Legal basis for processing (GDPR)

• Contract (Art. 6(1)(b)) — processing your email to provide authentication and the service you signed up for.
• Legitimate interests (Art. 6(1)(f)) — basic analytics to improve the platform.
• Explicit consent (Art. 9(2)(a)) — health conditions list, treatment log, PED check-ins, and research contribution. Each requires a separate explicit consent act. You can withdraw any of these at any time via Settings.

How we use your data

• To authenticate you and maintain your session
• To display your profile and content to other members (per your privacy settings)
• To personalise your experience (low-spoon mode, anonymous defaults, condition-based feed)
• To provide AI-powered search synthesis (your posts may be included in search results sent to the AI — your identity is never sent)

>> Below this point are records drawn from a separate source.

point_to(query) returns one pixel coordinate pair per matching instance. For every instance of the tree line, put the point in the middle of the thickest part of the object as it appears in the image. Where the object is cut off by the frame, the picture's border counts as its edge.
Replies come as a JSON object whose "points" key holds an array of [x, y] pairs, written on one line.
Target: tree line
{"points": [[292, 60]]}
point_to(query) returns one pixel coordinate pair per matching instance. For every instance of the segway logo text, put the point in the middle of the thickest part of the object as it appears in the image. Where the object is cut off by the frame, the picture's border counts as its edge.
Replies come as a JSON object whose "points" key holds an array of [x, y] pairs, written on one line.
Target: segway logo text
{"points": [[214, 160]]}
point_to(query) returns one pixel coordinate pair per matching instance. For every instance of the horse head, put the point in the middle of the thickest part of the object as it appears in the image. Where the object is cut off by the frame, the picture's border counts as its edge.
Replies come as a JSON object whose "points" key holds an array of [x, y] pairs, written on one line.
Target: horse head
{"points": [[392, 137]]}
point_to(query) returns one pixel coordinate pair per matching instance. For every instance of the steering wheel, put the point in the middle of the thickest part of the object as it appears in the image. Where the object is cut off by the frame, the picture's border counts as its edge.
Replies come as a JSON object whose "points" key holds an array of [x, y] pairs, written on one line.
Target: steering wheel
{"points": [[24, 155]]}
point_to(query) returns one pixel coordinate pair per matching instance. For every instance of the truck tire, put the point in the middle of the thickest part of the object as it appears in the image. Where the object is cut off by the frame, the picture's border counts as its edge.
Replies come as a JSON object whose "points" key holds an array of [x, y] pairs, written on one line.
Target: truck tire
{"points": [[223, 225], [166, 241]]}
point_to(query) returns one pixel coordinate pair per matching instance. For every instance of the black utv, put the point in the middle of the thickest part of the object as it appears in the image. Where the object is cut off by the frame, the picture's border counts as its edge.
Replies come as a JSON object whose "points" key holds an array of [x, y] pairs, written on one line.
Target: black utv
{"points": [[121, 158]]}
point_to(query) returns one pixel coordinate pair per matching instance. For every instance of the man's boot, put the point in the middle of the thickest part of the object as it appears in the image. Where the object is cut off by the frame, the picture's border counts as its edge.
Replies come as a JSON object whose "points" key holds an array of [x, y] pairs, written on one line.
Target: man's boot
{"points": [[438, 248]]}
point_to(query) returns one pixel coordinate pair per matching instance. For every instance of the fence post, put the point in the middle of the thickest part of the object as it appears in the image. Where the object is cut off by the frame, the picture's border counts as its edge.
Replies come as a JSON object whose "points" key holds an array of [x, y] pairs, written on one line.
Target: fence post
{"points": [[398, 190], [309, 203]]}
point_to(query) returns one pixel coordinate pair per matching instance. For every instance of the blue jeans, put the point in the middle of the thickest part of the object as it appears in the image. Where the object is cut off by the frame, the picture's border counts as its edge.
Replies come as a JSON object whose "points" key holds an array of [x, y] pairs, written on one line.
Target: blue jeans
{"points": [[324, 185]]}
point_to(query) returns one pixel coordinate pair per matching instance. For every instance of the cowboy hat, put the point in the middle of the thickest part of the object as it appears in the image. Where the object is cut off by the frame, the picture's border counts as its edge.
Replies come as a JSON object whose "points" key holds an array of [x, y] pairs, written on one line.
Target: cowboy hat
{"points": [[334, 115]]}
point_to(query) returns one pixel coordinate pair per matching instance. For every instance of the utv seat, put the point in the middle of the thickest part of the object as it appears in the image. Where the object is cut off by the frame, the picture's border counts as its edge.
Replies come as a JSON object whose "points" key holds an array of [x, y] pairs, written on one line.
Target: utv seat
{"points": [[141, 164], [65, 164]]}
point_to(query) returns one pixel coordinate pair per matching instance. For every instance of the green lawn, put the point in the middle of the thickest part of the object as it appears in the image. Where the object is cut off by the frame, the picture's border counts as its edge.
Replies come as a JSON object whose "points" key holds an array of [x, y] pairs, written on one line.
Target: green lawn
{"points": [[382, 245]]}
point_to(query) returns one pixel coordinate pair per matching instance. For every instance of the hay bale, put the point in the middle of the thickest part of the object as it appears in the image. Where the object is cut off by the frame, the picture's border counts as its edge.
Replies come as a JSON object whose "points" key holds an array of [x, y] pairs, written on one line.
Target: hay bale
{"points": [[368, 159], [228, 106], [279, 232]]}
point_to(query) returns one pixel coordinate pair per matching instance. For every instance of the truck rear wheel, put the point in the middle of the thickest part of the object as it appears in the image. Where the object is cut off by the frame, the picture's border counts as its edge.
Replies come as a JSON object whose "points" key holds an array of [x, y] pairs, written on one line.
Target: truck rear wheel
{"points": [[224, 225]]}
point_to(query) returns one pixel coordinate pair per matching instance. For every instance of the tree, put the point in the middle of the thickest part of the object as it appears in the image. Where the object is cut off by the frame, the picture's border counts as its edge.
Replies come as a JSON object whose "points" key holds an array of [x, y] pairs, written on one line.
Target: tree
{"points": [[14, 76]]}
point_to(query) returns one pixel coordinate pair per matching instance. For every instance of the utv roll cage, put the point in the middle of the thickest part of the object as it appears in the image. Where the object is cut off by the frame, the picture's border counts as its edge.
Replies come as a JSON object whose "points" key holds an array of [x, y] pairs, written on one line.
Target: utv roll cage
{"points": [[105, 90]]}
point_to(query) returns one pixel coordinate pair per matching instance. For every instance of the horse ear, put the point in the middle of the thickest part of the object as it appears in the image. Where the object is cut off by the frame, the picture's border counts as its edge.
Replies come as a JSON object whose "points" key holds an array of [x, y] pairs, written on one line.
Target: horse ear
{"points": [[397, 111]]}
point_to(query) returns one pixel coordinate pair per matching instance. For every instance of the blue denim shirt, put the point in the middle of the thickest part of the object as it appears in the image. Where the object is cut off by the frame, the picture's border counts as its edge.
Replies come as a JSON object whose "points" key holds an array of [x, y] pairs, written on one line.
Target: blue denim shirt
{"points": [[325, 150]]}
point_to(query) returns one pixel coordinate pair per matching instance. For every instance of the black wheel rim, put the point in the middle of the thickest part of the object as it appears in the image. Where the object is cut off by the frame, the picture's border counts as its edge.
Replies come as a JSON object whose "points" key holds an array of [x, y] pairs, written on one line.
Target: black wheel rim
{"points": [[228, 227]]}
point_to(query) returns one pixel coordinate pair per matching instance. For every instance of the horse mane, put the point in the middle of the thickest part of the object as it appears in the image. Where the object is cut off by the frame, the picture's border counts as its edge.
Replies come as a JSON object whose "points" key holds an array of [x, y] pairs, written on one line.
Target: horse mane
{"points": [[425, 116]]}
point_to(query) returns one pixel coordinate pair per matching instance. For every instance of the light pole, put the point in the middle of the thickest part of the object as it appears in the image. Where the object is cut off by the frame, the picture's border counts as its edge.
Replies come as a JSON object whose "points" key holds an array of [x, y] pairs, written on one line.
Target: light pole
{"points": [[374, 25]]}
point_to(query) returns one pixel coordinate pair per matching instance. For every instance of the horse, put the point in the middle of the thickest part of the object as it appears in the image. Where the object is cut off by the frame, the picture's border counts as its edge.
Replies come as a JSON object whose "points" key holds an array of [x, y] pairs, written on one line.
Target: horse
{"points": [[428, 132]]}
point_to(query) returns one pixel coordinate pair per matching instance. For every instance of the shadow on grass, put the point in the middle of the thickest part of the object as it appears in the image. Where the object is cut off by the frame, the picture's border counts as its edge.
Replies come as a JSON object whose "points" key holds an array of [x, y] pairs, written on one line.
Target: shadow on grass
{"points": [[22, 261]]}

We do not sell your data, use it for advertising, or share it with third parties except as listed below.

Third parties and data processors

For transfers to the United States (Vercel, Anthropic, Resend), we rely on Standard Contractual Clauses (SCCs) approved by the European Commission under Art. 46(2)(c) GDPR as the transfer safeguard.

Treatment log and personal health tracking

Spoons provides an optional personal treatment log where you can record treatments and strategies you are trying. This data:

• Is stored securely in your private account — only you can see it
• Is never shared with other members, researchers, or third parties
• Is excluded from all research datasets, even if you have granted research consent
• Is deleted when you delete your account
• Is protected by row-level security — no other user can query it. Database administrators with server credentials can access the database, but we have no operational reason to view individual treatment logs and do not do so.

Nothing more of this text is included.